Distributed queue programming: models, actual combat

introduce

As a basic abstract data structure, queues are widely used in various programming. The era of big data puts forward higher requirements for cross-process and cross-machine communication. Compared with the past, the application of distributed queue programming is almost ubiquitous. However, this common basic thing is often overlooked, and users tend to ignore two points:

  • When using a distributed queue, you don't realize it's a queue.
  • When there are specific needs, forget the existence of distributed queues.

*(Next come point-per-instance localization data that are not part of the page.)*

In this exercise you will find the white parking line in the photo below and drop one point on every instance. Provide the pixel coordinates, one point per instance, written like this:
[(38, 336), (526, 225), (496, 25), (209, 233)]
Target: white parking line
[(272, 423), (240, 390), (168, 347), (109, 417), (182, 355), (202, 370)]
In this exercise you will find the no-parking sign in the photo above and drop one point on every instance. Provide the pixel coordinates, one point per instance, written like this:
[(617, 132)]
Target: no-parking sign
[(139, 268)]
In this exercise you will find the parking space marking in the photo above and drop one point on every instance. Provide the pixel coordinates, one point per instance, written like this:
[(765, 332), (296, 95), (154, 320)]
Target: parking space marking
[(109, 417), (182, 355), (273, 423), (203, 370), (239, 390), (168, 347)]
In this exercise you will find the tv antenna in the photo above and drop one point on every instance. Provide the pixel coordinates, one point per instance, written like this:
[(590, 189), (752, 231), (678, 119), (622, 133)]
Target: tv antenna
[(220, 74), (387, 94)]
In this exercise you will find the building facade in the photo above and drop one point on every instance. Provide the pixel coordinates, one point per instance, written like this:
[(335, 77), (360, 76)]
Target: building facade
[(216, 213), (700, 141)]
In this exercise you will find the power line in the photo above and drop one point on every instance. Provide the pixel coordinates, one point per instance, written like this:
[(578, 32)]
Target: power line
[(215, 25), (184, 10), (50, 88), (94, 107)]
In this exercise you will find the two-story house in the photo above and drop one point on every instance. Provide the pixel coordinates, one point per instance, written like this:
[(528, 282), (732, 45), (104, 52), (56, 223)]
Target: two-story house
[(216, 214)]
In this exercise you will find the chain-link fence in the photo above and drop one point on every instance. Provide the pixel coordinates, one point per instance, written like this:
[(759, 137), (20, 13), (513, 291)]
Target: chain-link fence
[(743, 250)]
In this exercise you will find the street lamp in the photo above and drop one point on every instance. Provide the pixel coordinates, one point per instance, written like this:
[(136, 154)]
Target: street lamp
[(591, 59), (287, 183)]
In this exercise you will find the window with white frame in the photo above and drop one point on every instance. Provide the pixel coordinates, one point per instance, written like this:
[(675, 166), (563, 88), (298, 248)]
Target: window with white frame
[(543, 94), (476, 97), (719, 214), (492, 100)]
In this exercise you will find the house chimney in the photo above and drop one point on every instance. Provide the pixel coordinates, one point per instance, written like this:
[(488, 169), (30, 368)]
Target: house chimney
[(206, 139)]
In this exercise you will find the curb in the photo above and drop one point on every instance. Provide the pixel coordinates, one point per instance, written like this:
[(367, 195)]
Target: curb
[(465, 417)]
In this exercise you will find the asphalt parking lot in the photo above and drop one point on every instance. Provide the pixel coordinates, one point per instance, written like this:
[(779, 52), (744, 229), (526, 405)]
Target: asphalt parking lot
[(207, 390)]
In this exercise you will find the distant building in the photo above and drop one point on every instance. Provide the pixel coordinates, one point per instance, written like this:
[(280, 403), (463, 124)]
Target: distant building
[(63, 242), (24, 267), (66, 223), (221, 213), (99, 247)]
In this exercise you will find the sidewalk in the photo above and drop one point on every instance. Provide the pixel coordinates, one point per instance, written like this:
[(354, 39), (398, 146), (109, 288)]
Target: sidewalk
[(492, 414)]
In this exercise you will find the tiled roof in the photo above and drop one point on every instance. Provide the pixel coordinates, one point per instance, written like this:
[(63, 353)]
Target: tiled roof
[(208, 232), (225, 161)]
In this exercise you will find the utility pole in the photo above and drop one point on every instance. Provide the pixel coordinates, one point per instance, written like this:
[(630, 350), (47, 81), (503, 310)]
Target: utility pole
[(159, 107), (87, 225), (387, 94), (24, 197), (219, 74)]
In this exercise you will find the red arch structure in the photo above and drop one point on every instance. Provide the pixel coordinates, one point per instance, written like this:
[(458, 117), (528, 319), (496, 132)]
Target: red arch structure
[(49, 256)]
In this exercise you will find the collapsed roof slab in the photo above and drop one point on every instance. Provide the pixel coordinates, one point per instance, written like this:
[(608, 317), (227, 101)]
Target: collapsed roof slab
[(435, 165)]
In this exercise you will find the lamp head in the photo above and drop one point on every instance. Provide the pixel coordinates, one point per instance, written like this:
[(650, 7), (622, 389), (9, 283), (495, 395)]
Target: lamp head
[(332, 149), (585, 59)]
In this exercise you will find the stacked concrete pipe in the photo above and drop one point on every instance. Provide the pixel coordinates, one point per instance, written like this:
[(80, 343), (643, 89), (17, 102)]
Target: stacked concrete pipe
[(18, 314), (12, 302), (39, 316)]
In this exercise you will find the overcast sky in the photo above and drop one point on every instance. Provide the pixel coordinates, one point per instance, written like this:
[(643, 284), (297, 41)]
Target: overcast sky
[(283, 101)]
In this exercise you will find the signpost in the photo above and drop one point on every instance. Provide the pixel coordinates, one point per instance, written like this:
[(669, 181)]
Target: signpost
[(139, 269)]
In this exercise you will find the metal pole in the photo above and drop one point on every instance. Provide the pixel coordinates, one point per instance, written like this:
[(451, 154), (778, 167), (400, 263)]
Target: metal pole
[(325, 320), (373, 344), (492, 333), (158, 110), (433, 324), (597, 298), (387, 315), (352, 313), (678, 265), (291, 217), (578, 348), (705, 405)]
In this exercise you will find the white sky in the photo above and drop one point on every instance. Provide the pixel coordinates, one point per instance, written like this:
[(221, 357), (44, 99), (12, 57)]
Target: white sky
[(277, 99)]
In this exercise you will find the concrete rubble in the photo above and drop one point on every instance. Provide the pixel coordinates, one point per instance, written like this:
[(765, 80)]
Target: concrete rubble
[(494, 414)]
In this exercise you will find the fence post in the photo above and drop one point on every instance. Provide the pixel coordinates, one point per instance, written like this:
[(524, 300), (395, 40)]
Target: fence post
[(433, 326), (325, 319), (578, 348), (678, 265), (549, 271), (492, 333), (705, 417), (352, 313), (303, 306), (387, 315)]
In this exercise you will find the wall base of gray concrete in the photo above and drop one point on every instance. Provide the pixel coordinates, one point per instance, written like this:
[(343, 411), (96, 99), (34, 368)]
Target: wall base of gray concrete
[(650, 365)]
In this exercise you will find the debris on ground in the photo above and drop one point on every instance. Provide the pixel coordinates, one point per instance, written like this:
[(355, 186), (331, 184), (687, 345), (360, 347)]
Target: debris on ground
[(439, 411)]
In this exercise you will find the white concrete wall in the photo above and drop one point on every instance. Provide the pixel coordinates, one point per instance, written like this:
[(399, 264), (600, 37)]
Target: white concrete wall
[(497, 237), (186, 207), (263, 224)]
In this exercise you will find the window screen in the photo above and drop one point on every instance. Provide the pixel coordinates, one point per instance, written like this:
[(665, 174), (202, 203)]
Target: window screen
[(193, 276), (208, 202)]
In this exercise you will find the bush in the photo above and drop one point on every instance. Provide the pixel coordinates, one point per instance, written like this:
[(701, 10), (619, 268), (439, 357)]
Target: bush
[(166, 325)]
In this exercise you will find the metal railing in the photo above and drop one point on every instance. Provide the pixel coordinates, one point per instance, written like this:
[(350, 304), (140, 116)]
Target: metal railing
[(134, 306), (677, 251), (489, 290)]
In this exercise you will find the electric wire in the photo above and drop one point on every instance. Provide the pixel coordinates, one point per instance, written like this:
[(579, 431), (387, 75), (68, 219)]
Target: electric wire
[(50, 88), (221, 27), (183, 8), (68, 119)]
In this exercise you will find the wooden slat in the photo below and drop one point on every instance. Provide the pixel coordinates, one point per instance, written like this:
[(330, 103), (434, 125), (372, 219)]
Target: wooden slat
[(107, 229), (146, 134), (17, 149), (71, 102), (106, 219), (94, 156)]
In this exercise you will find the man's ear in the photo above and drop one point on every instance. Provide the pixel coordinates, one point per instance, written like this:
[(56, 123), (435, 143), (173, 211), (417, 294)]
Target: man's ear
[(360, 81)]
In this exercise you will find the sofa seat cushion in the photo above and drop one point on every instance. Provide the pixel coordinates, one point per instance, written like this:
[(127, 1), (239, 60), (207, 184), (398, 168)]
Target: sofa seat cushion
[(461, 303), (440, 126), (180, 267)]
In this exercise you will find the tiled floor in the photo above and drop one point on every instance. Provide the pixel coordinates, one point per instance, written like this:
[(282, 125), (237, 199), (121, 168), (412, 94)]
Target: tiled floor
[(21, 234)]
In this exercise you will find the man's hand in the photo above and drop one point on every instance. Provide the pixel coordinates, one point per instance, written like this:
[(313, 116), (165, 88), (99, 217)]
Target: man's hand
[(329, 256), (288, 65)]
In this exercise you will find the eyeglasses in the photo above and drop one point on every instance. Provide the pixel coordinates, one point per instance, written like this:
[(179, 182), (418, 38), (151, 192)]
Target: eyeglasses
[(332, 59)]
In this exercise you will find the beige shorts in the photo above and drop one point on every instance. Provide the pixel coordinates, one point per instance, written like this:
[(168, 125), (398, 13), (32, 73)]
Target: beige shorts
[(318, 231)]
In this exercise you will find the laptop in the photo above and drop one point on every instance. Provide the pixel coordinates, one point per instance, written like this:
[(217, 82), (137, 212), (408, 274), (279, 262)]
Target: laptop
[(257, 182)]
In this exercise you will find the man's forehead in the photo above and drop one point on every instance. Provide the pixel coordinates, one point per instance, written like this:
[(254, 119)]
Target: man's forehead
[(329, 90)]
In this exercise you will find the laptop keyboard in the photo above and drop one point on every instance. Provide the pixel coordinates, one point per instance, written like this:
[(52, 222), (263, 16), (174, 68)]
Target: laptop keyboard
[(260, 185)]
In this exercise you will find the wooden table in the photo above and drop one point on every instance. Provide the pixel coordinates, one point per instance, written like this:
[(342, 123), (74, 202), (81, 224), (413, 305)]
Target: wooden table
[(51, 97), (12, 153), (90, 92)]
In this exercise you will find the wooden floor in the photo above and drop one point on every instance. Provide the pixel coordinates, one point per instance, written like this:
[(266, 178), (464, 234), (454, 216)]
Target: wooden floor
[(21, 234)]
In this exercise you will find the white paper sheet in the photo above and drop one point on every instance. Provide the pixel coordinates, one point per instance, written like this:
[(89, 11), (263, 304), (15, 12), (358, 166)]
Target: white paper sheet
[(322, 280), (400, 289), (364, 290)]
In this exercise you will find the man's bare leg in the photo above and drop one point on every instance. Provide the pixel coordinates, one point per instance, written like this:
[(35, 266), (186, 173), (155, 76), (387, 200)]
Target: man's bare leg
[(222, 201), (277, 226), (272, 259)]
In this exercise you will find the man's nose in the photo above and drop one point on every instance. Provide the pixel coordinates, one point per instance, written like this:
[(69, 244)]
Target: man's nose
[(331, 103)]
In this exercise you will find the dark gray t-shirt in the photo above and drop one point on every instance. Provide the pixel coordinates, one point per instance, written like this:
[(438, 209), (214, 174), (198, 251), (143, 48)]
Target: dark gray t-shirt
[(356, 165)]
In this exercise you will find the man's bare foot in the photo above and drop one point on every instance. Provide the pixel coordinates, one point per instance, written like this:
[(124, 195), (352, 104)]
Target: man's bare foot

The article starts from the most basic requirements, and analyzes the demand source, definition, structure and diversity of the distributed queue programming model in detail. Through the explanation in this part, the author hopes to help readers in two aspects: on the one hand, to provide a systematic way of thinking, so that readers can associate specific requirements with the distributed queue programming model, and have the ability to implement distributed queue architecture; On the one hand, through a comprehensive explanation, readers can quickly identify various distributed queue programming models encountered in their work.

The second part of the article is the actual combat article. According to the author's actual work experience in Xinmei University, some specific applications of queue programming in a distributed environment are given. The basic model of these examples is not the first to appear in the Internet documentation, but all examples are explained in the three steps of challenge, conception, and architecture. This way of explaining can give readers a journey of "building distributed queue programming from requirements".

Distributed Queue Programming Model

The model chapter starts from the basic requirements to think about when and how to use the distributed queue programming model. The modeling link is very important, because most middle and senior engineers are faced with specific requirements, and the first step after receiving the requirements is modeling. Through the explanation of this article, I hope readers can build a bridge from requirements to the distributed queue programming model.

When to choose distributed queues

Communication is the most basic need of people, and it is also the most basic need of computers. For engineers, when programming and technology selection, the concepts that are easier to enter the brain are RPC, RESTful, Ajax, and Kafka. Behind these specific concepts, the most essential thing is "communication". So, most modeling and architecture needs to start with the basic concept of "communication". When it is determined that there is a communication requirement between systems, engineers need to make a lot of decisions and balances, which directly affects whether engineers choose the distributed queue programming model as the architecture. From this perspective, there are four factors that affect modeling: When, Who, Where, and How.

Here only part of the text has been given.